1. What languages can Gprof profile?

Python, Java, Julia
C/C++, Fortran, Pascal
Haskell, Cobol, Whitespace

2. How does Gprof generate a performance profile of an application?

by instrumenting the application during compilation
through static analysis of the source code
by means of hardware performance counters

3. What compiler/linker flag is used to instrument the application?

-pg
-pig
--profile

4. Which compilers support Gprof?

only the commercial Intel compilers
only open-source compilers (e.g., from GNU)
many different compilers (e.g., from GNU and Intel)

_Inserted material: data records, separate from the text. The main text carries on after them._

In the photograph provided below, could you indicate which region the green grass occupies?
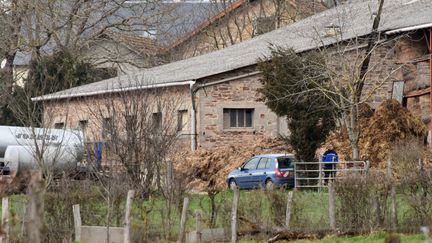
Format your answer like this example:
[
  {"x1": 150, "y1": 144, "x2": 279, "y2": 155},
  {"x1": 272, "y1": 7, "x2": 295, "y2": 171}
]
[
  {"x1": 296, "y1": 232, "x2": 424, "y2": 243},
  {"x1": 0, "y1": 190, "x2": 421, "y2": 242}
]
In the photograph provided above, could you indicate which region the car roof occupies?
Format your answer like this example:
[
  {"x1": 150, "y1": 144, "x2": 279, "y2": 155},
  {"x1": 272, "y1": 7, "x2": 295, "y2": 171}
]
[{"x1": 255, "y1": 154, "x2": 295, "y2": 158}]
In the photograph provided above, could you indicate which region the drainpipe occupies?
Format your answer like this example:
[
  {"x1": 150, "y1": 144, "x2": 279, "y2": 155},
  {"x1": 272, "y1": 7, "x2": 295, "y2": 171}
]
[
  {"x1": 189, "y1": 81, "x2": 197, "y2": 151},
  {"x1": 428, "y1": 28, "x2": 432, "y2": 146}
]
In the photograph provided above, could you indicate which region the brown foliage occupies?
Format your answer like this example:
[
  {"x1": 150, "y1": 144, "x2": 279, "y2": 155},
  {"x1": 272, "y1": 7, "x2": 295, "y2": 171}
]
[{"x1": 326, "y1": 100, "x2": 427, "y2": 168}]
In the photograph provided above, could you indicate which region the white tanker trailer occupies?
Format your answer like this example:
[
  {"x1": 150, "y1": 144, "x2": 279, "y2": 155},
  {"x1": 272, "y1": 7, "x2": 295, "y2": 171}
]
[{"x1": 0, "y1": 126, "x2": 84, "y2": 176}]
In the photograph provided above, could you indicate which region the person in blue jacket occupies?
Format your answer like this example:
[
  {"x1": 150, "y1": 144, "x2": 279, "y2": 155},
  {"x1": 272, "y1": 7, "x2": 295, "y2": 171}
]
[{"x1": 322, "y1": 144, "x2": 339, "y2": 183}]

5. How should the input parameters be when running the instrumented application?

simple and understandable
representative of a usual workload
covering edge cases

6. Which applications can be analyzed with Gprof?

only small examples
up to medium-sized applications with a running time below ~1 hour
all, even large real-world examples with huge running times

7. What is a call graph?

an android app to show incoming callers
a hierarchy diagram of function calls in a given profile
instructions of how to call for help during emergencies

8. How do you generate a call graph of a Gprof profile?

gprof --call-graph
gprof-call-graph
gprof --graph

9. What is gprof2dot?

third-party script for call graph visualization via the "dot" library
Gprof feature to export profiles as a pdf
a fork of the beta version of Gprof2

10. Does Gprof work with parallel applications?

no, Gprof only works with sequential applications
yes, but Gprof cannot differentiate between individual threads or processes
yes, parallel profiling is the main use-case of Gprof

11. How much runtime overhead does Gprof produce?

none
little
much